25 - Ardistan und Dschinnistan II
welche Rolle sie bei dem uns gestatteten ‚Fest der Geburt des Erlösers‘ spielten. Ich sah sie schon jetzt gleich daraufhin an und machte zu Halef die Bemerkung, daß es in meinem Vaterlande niemals ein Weihnacht ohne brennende Tanne gebe. Der Mir hörte das und fragte, indem er sich zu uns zurückwendete:
„Niemals ohne brennende Tschambäume? Welches ist der Grund, daß ihr sie bei diesem Fest verbrennt?“
„Wir verbrennen sie nicht, sondern wir schmücken mit ihnen das Innere der Kirchen und der Häuser. Jedermann kauft sich einen Weihnachtsbaum und stellt ihn in die Stube, um ihn mit Früchten, Engelsfiguren, bunten Sternen und brennenden Lichtern zu schmücken.“
„Mit brennenden Lichtern?
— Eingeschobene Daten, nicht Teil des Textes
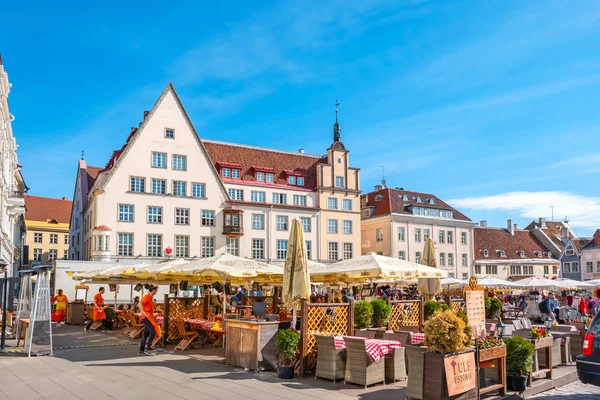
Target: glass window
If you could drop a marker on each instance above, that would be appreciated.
(125, 244)
(137, 184)
(332, 203)
(305, 223)
(182, 216)
(182, 246)
(258, 197)
(332, 226)
(179, 188)
(180, 162)
(347, 204)
(154, 245)
(347, 251)
(159, 160)
(258, 221)
(281, 249)
(232, 246)
(208, 246)
(282, 223)
(299, 200)
(236, 194)
(258, 249)
(208, 218)
(332, 248)
(154, 215)
(126, 212)
(199, 190)
(159, 186)
(347, 226)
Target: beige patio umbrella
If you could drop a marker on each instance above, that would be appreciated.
(296, 280)
(429, 286)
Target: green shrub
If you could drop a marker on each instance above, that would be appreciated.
(363, 313)
(519, 353)
(287, 347)
(381, 312)
(493, 307)
(431, 306)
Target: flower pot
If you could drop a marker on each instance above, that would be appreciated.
(285, 372)
(517, 383)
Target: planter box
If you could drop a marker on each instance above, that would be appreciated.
(435, 386)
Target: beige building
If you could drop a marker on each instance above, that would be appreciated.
(396, 223)
(47, 223)
(167, 191)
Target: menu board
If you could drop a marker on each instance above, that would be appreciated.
(476, 312)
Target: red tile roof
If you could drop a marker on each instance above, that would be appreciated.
(248, 158)
(496, 239)
(45, 208)
(398, 201)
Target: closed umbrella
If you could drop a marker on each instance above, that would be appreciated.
(296, 281)
(429, 286)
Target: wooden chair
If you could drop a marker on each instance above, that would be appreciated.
(186, 337)
(365, 334)
(331, 362)
(360, 367)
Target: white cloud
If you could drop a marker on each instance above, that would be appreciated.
(581, 211)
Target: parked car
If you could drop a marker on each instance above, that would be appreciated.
(588, 363)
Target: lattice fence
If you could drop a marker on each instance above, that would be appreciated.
(405, 313)
(322, 319)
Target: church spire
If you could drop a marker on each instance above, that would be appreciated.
(336, 127)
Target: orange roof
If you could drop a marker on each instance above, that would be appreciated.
(45, 208)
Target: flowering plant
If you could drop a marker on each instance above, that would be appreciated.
(538, 333)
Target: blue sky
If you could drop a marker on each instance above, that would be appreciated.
(491, 105)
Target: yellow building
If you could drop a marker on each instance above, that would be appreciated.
(47, 229)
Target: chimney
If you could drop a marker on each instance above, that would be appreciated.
(511, 228)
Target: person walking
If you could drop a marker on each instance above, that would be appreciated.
(61, 301)
(99, 313)
(150, 326)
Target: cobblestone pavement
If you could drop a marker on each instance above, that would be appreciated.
(573, 391)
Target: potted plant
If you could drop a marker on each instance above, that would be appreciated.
(287, 352)
(363, 314)
(519, 357)
(381, 312)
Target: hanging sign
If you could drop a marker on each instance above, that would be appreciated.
(460, 373)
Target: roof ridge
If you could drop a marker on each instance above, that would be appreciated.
(259, 148)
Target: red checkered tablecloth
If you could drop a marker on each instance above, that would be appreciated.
(376, 348)
(416, 338)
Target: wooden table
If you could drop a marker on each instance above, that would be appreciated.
(546, 344)
(251, 344)
(497, 354)
(23, 325)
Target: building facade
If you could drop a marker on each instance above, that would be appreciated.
(590, 258)
(511, 253)
(12, 187)
(166, 191)
(47, 223)
(396, 223)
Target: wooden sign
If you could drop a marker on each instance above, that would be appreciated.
(475, 305)
(460, 373)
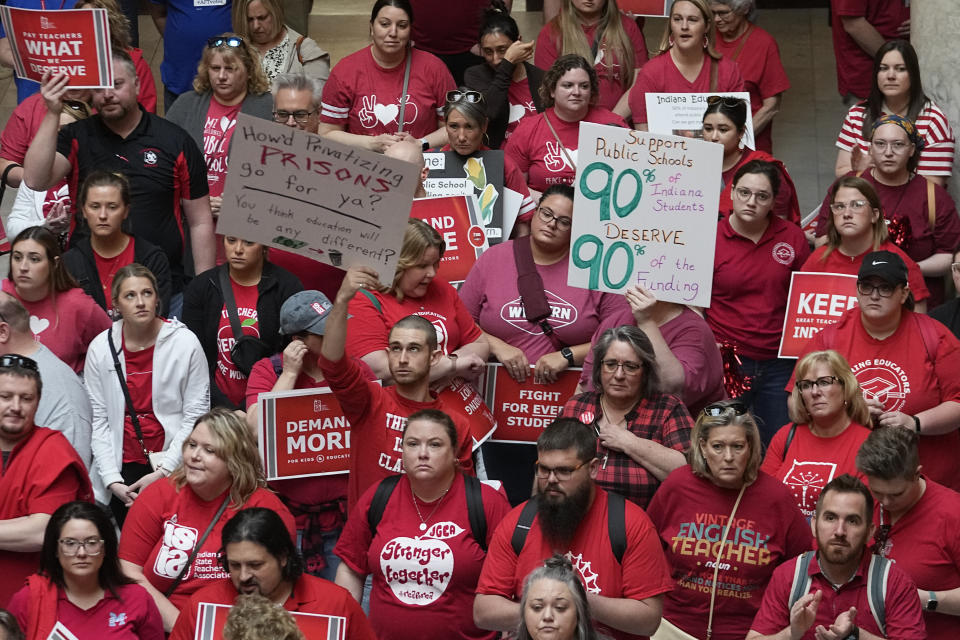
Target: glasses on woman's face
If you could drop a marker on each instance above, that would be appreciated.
(822, 383)
(547, 216)
(71, 546)
(744, 195)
Aus welchem Grund? Und wie macht man das?“
Diese Fragen gaben mir sehr willkommene Veranlassung, ihm unser herzliebes deutsches Weihnachtsfest zu beschreiben und ihn auf die tiefe, sinnbildliche Bedeutung des Weihnachtsbaumes hinzuweisen. Ich sah, daß ihn das packte und erwärmte.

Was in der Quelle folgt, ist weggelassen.